Doctors say insufficient psychiatric services in the community have driven more mental health issues into emergency rooms, where psychiatric patients increased 42 percent between 2014 and 2017.
In October the hospital launched a telecrisis pilot program that connects those patients, via tablet, to a crisis worker staffing the overnight shift at another facility, to get the transfer paperwork started. It used the system more than 70 times during the last three months of 2017, Bordo said.
Central DuPage Hospital, which recently expanded its substance abuse unit in response to rising opioid-related visits, started a pilot telepsychiatry program last April to cover weekend shifts, said Allison Johnsen, manager of business and program development at the hospital.
Pipeline of doctors
Meanwhile, the supply of new psychiatrists is growing.

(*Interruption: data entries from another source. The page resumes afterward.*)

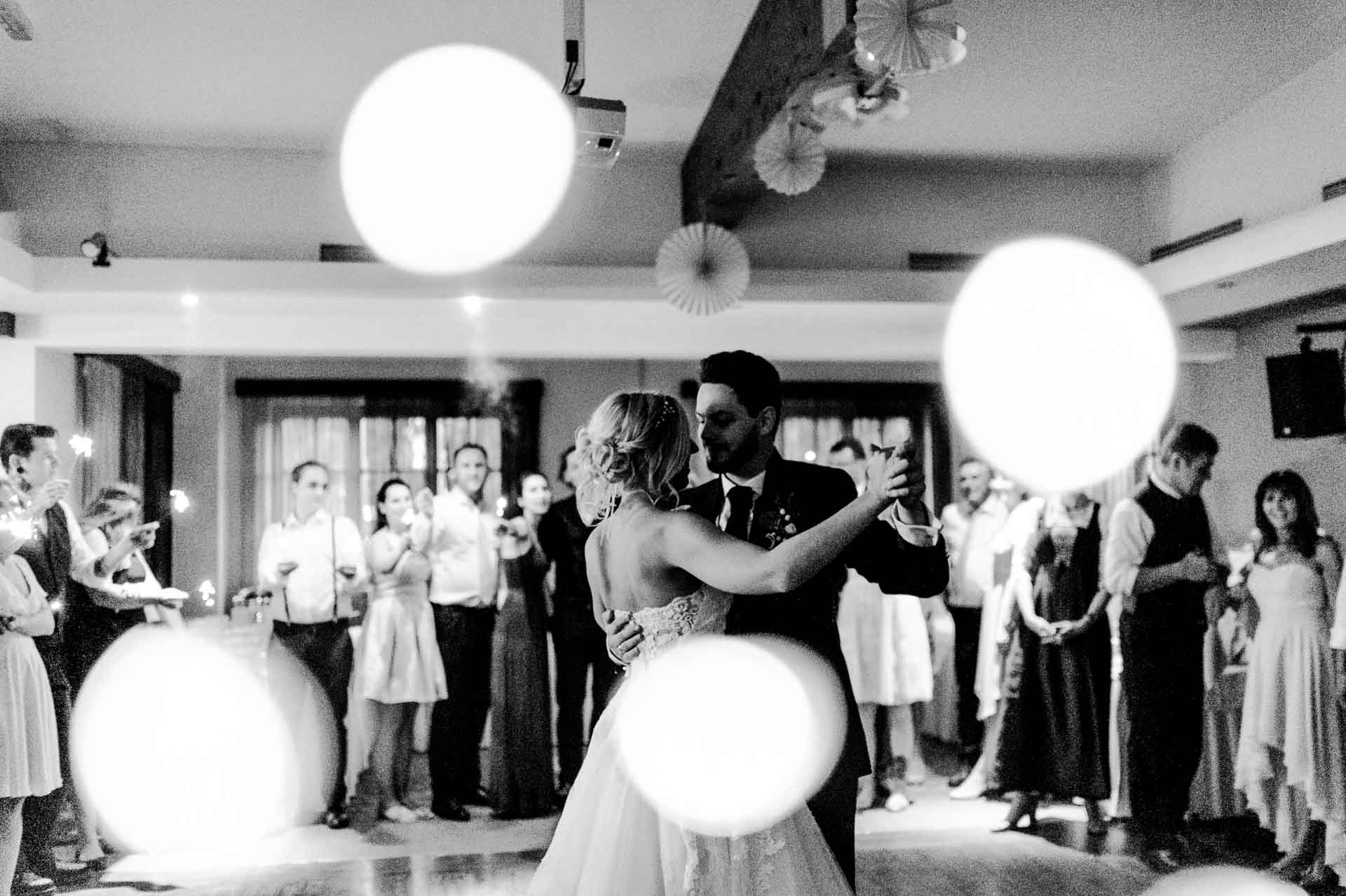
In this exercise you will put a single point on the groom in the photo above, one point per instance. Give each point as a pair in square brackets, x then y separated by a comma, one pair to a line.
[762, 498]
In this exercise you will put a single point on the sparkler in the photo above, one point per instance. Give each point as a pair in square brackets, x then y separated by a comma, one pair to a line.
[83, 446]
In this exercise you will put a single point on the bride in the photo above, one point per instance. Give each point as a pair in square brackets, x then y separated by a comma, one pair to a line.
[674, 572]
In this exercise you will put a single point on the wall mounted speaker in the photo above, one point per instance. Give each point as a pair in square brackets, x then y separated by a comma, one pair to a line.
[1307, 395]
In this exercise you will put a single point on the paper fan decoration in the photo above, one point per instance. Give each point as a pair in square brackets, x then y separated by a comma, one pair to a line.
[908, 35]
[703, 269]
[789, 158]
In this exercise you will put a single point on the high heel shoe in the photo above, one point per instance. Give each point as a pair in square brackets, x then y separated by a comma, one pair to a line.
[1022, 808]
[1319, 878]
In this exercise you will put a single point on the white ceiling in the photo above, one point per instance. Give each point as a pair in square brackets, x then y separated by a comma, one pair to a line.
[1103, 80]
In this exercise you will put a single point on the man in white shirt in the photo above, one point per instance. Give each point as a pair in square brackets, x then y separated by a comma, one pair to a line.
[465, 559]
[314, 564]
[970, 528]
[57, 552]
[1161, 560]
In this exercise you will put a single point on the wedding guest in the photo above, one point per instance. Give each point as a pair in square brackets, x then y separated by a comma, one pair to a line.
[888, 653]
[315, 562]
[465, 576]
[399, 665]
[57, 553]
[765, 499]
[1160, 559]
[522, 695]
[1290, 761]
[576, 638]
[30, 758]
[970, 527]
[998, 656]
[96, 618]
[1054, 738]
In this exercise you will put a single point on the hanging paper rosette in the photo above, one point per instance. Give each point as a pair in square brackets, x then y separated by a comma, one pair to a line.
[703, 269]
[789, 156]
[908, 35]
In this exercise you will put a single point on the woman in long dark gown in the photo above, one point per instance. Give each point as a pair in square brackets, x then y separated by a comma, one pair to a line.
[522, 774]
[1056, 724]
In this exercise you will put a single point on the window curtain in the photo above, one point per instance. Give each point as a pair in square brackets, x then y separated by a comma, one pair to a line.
[101, 409]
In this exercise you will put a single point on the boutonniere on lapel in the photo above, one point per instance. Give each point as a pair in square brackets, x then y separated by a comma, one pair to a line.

The number of U.S. medical students matching into psychiatry residencies rose to 982 this year, representing 5.5 percent of all matches, up from 681 students, or 4.2 percent of all matches, five years ago.
Dr. Daniel Yohanna, interim chair of the University of Chicago’s Department of Psychiatry, attributes the growing interest in part to more scientific evidence of psychiatry’s effectiveness.
“It reduces the stigma around psychiatry, both for students and our colleagues in other areas,” Yohanna said.
At University of Chicago’s medical school, 10 students in the 2018 graduating class are pursuing psychiatry, a record for the school, which typically sees five or six, said Dr. Michael Marcangelo, the school’s director of medical student education in psychiatry.
The most important reason for the rise, Marcangelo said, is that “psychiatry is the last field of medicine that really pays a lot of attention to people as people.”
“The rest of medicine is becoming very technical,” he said. “A lot of people who go into medicine want to work closely with patients.”
Addressing the shortage
While interest in psychiatry grows, demand is growing faster. For two consecutive years, psychiatry has been the second-most requested search assignment at staffing firm Merritt Hawkins, after family medicine, and is the most difficult specialty to fill, Singleton said. A decade ago, psychiatry was ninth on the list.
Where and what psychiatrists end up practicing after their four-year residency ends matters most in addressing the shortage, said Dr. Sidney Weissman, clinical professor of psychiatry and behavioral sciences at Northwestern University’s Feinberg School of Medicine. Many decide it is in their financial interest to go directly into private practice rather than continue collecting a resident stipend for a fifth year as they train in a subspecialty where the need is most dire, such as geriatric or child and adolescent psychiatry, Weissman said. He advocates letting psychiatrists train in a subspecialty in their fourth year of residency to make it more economically viable.
“Psychiatry has to look at itself to rethink how we do business,” Weissman said. “It needs to relook at how we train people, how long is the training and what we expect them to do.”
The crunch is forcing some providers to rethink how they provide services.
Turning Point, an outpatient mental health center in Skokie, had received a private foundation grant to hire a part-time advanced practice psychiatric nurse — a position that can prescribe medication — but abandoned the search after repeated recruitment efforts failed.